Musa, dime del hábil varón que en su largo extravío,
tras haber arrasado el alcázar sagrado de Troya,
conoció las ciudades y el genio de innúmeras gentes.
La Odisea
Hace unas cuantas mañanas leemos en mi casa La Odisea de Homero. Del momento en que Ulises llega a Ítaca tras veinte años de surcar los mares, del momento en que Penélope no lo reconoce y le exige al recién llegado una prueba, del momento en que Odiseo le describe el lecho nupcial, construido del tronco enrevesado de un olivo, de la forma en como Penélope —ante la prueba del reconocimiento— cae de rodillas y le besa el rostro a su amado. La prudente Penélope, el mañoso Odiseo, los pretendientes muertos, el joven Telémaco danzante en los palacios de Ítaca.

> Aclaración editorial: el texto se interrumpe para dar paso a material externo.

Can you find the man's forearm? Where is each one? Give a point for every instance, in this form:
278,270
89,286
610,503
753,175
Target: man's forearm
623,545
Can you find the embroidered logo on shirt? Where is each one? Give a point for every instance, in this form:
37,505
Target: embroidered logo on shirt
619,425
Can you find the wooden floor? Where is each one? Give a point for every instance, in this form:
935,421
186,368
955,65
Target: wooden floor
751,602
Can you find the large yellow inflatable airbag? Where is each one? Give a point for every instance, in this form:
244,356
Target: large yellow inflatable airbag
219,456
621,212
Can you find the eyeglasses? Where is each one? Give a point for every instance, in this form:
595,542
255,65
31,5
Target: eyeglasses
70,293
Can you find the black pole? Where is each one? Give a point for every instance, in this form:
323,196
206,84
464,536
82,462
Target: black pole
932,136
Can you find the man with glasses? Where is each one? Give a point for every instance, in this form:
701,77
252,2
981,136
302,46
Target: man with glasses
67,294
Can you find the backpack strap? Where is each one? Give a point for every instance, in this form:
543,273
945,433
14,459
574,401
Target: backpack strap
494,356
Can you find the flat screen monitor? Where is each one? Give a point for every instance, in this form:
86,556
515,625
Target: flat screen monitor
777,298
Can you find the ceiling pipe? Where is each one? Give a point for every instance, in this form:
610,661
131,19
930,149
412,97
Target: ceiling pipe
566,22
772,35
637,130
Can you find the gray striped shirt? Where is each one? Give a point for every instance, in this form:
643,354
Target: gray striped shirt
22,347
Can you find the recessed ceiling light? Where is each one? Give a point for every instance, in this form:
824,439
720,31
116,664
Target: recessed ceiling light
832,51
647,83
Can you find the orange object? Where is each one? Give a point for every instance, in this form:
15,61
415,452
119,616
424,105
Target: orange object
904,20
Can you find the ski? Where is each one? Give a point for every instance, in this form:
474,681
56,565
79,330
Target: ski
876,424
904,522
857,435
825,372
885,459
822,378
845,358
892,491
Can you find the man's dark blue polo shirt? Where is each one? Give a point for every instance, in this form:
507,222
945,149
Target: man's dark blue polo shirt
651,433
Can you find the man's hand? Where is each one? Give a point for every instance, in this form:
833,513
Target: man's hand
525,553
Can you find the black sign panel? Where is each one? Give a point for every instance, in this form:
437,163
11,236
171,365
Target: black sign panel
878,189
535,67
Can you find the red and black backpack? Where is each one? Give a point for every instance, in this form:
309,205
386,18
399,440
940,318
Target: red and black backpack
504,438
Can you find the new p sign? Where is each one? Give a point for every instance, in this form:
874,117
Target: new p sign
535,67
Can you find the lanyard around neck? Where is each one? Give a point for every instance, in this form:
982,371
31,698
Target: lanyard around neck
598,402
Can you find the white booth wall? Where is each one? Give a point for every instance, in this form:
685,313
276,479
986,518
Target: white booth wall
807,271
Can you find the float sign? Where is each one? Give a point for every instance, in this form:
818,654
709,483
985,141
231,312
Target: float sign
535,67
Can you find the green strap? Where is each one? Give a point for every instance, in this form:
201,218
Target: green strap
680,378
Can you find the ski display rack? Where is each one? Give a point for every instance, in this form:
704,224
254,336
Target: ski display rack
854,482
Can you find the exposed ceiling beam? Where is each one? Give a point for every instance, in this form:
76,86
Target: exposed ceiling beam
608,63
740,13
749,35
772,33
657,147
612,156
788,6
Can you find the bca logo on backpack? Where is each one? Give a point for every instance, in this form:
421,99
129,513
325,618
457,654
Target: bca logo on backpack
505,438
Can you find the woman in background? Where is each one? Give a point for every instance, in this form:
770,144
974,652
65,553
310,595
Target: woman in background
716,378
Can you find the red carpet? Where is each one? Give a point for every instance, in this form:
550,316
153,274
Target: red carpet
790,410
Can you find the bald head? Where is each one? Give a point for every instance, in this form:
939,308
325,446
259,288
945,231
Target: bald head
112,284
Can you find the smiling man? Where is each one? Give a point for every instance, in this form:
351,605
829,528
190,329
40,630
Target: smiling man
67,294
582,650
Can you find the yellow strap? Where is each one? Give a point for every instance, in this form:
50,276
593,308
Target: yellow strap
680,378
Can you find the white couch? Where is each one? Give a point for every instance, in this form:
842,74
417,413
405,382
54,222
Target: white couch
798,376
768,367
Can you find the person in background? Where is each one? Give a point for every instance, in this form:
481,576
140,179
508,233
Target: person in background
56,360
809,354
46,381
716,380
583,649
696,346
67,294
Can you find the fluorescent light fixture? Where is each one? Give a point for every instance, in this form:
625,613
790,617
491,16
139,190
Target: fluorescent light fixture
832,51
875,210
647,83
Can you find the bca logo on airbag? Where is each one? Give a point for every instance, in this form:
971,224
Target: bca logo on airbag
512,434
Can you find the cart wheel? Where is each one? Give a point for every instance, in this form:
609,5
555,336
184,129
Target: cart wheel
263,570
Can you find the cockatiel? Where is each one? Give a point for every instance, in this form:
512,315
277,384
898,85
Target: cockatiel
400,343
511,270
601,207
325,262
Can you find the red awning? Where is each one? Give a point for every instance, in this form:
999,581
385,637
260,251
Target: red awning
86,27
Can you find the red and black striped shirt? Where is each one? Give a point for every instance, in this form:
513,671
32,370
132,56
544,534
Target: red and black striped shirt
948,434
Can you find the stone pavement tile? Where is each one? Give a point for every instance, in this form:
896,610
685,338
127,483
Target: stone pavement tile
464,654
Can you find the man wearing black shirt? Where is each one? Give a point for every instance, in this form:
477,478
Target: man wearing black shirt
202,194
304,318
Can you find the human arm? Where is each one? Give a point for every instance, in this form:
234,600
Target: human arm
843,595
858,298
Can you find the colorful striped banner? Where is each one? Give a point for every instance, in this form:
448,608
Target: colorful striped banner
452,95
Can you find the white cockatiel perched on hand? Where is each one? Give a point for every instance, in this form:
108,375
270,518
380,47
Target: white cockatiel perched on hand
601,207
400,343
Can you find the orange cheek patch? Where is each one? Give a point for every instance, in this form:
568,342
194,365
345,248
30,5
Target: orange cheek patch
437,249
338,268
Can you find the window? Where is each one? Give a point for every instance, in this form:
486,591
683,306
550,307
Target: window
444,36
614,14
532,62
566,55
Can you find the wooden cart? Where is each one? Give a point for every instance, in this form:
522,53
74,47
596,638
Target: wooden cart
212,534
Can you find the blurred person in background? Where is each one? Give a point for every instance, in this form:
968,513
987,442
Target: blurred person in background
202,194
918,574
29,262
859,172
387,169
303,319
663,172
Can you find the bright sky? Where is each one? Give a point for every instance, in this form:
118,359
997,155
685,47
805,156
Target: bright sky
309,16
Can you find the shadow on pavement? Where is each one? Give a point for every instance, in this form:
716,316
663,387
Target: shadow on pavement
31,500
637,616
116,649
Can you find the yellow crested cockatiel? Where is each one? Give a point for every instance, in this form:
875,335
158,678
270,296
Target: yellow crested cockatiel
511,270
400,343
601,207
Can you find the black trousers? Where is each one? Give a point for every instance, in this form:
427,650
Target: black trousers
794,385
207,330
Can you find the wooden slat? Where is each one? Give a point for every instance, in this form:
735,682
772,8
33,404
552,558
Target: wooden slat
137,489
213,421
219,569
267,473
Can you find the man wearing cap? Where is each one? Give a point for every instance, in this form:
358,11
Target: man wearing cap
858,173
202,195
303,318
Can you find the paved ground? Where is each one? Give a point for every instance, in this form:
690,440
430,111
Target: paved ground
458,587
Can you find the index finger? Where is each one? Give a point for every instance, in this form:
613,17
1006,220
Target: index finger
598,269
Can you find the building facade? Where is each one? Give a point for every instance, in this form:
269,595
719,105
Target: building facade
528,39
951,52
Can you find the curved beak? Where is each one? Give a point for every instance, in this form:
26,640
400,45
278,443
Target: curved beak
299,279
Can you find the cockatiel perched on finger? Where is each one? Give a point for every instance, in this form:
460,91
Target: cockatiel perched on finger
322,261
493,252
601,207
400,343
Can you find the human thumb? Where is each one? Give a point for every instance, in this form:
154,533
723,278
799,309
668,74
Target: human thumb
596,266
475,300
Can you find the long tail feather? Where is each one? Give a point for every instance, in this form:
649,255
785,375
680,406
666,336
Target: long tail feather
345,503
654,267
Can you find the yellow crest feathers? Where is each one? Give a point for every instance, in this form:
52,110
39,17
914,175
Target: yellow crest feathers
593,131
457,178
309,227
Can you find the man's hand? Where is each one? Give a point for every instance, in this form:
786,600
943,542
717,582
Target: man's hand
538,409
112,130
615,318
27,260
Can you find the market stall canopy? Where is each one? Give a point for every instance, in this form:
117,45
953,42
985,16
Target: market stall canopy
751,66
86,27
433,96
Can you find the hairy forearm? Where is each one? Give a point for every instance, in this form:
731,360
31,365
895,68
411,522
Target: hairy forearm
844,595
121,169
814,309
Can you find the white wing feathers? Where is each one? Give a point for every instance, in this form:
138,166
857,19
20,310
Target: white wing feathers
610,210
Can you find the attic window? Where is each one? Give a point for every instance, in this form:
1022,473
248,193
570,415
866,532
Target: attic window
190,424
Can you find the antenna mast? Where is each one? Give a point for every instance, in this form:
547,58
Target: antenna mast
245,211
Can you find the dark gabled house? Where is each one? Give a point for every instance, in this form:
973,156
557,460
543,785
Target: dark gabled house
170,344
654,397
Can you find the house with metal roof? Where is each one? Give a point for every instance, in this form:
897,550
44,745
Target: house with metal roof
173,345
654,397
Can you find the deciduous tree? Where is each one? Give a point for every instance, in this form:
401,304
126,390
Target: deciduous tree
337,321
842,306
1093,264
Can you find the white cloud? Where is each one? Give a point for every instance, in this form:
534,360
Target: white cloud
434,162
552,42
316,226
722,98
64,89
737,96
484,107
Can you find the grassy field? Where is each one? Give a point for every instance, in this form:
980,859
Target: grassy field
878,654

No sé si es algo en mi voz, o en el fraseo, algo en el tenor de unos versos que se dejan cantar tan fácilmente, como si hubieran nacido para el canto, y se hayan moldeado en las gargantas de cientos de generaciones que han seguido la odisea de Ulises a través de las aguas y a través de los siglos. No sé si es algo en las palabras (el Ulises mañoso y artero, la Penélope discreta y menesterosa, las armaduras broncíneas, o las islas de Eea y Ogigia), pero de repente, en una mañana de estas tengo dieciséis años, y ya no estoy en un piso del área metropolitana de Barcelona, sino en mi cuarto adolescente de un pueblo del norte del Río Negro. Veo las paredes rayadas con frases de Onetti, la ventana que da a la quinta y que se abre poco porque después no cierra. Veo la estantería donde hay un par de atlas, un diccionario y dos enciclopedias (las armas con las que atravieso el liceo, eso, y los cuadernos que he ido recolectando de mis vecinos que han hecho el liceo antes que yo), y me escucho a mí misma recitando esos mismos versos.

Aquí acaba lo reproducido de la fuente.